Zentraler Aspekt des Modells ist die Kooperation von zwei aneinander gebunden vorliegenden Serotonin-Transportern. Trotz Gleichartigkeit der Proteine – so das Modell – sind deren Transportrichtungen gegenläufig. Ein Umstand, dessen Ursache die Regulierung durch das zelluläre Enzym Proteinkinase C ist.

Das Modell geht davon aus, dass bei geringer Konzentration an Amphetaminen nur einer der beiden Serotonin-Transporter damit befasst ist, Amphetamine in die Zelle hineinzuschleusen. Ein Prozess, der eine Strukturänderung des Proteins erfordert.
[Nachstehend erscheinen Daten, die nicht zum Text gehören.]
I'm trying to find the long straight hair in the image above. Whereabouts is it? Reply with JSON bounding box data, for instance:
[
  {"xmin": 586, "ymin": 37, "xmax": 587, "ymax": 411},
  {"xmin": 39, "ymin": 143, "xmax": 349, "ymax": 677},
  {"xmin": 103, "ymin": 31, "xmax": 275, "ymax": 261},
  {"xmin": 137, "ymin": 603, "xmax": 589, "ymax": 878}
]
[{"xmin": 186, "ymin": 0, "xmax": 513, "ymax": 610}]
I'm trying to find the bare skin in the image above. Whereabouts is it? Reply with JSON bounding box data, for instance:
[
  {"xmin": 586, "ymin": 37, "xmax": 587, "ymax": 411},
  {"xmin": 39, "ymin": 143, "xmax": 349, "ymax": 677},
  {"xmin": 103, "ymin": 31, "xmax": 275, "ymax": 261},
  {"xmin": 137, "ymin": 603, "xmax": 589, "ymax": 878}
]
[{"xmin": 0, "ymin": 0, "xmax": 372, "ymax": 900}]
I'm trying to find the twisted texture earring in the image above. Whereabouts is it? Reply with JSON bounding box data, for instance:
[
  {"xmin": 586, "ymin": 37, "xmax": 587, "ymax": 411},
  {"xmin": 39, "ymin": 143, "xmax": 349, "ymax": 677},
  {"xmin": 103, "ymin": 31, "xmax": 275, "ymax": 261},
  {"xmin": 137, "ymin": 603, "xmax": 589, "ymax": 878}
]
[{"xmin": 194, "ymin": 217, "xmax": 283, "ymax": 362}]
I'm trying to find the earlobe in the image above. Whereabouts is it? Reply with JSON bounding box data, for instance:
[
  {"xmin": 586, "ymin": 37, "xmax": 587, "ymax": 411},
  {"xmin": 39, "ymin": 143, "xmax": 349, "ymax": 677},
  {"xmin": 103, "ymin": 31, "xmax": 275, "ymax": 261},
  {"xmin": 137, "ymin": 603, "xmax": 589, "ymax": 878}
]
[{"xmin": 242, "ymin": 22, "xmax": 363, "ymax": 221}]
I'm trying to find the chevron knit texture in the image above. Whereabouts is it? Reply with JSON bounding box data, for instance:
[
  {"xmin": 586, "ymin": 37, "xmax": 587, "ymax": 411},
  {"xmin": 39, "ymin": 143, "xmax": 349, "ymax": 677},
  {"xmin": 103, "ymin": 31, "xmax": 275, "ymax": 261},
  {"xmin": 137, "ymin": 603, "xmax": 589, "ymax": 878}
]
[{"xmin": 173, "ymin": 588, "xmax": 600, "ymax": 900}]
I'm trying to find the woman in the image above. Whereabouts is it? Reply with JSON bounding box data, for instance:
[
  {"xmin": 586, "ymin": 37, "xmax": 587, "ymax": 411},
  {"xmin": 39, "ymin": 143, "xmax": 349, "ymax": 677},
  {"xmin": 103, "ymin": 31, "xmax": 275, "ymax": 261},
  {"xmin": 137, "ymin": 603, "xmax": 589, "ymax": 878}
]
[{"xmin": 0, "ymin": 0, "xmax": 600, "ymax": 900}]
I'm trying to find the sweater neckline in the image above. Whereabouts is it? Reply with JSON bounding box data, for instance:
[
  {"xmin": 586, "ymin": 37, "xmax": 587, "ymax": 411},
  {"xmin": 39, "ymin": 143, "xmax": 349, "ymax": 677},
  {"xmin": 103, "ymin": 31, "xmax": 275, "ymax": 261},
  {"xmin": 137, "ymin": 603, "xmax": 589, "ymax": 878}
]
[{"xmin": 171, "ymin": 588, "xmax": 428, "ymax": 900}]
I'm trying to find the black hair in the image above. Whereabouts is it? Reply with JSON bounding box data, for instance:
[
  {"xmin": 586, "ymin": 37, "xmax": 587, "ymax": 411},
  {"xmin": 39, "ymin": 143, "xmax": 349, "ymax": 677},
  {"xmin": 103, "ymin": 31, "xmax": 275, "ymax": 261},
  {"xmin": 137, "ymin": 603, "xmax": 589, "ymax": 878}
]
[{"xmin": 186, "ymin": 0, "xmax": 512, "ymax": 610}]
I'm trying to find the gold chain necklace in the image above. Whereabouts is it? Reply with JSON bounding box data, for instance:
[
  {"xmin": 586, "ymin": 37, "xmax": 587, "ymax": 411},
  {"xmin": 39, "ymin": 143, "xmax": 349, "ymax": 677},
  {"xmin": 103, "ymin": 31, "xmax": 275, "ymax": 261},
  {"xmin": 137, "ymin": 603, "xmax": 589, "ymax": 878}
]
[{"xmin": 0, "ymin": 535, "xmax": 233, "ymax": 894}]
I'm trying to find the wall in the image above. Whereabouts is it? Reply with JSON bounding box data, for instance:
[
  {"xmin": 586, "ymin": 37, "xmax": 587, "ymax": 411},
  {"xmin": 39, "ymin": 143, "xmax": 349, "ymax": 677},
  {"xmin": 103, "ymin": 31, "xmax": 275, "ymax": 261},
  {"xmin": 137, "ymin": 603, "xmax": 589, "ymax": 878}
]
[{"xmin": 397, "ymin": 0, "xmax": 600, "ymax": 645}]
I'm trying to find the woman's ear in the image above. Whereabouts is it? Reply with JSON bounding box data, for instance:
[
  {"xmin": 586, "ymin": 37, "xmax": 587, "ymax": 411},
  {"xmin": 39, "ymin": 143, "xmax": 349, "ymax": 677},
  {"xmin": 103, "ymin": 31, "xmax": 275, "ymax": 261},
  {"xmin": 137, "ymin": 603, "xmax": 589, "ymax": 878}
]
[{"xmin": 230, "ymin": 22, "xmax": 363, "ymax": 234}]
Der andere Transporter bleibt zunächst inaktiv und behält damit seine ursprüngliche Struktur. Dies erlaubt in der Folge der in der Zelle vorkommenden Proteinkinase C den Zugang zu einer wichtigen Aktivierungsstelle.

Bei dieser Aktivierung spielen die Amphetamine eine Schlüsselrolle. Dazu Prof. Sitte: „Damit die Proteinkinase C an der Aktivierungsstelle des zweiten Serotonin-Transporters wirken kann, muss das Enzym erst selbst aktiviert werden. Genau dies schafft das in die Zelle aufgenommene Amphetamin. In einer Art Kettenreaktion aktiviert die nun aktive Proteinkinase C den bis dahin inaktiven Serotonin-Transporter. Jener Transporter aber, der das Amphetamin ursprünglich in die Zelle transportiert hat, kann auf Grund seiner Strukturänderung keinen Zugang zur Aktivierungsstelle bieten und somit auch kein Serotonin hinaustransportieren. Die Wirkung der Amphetamine ist also quasi auf ein Pas de deux von zwei Proteinen angewiesen.“

Dieses international beachtete Modell steht im deutlichen Kontrast zu bisherigen Vorstellungen, dass ein und dasselbe Transportprotein sowohl Amphetamine in die Zelle hinein – als auch Neurotransmitter hinaustransportiert. Das Modell der Wiener Gruppe bietet nun neue Ansatzpunkte – zum Beispiel die Regulierung der Proteinkinase C – für optimierte Therapien von psychischen Störungen wie Depression oder Angstzuständen. Das vom FWF unterstützte Projekt ist damit ein hervorragendes Beispiel für Translational Research – das Finden neuer Anwendungsmöglichkeiten durch die Beantwortung grundlegender Phänomene.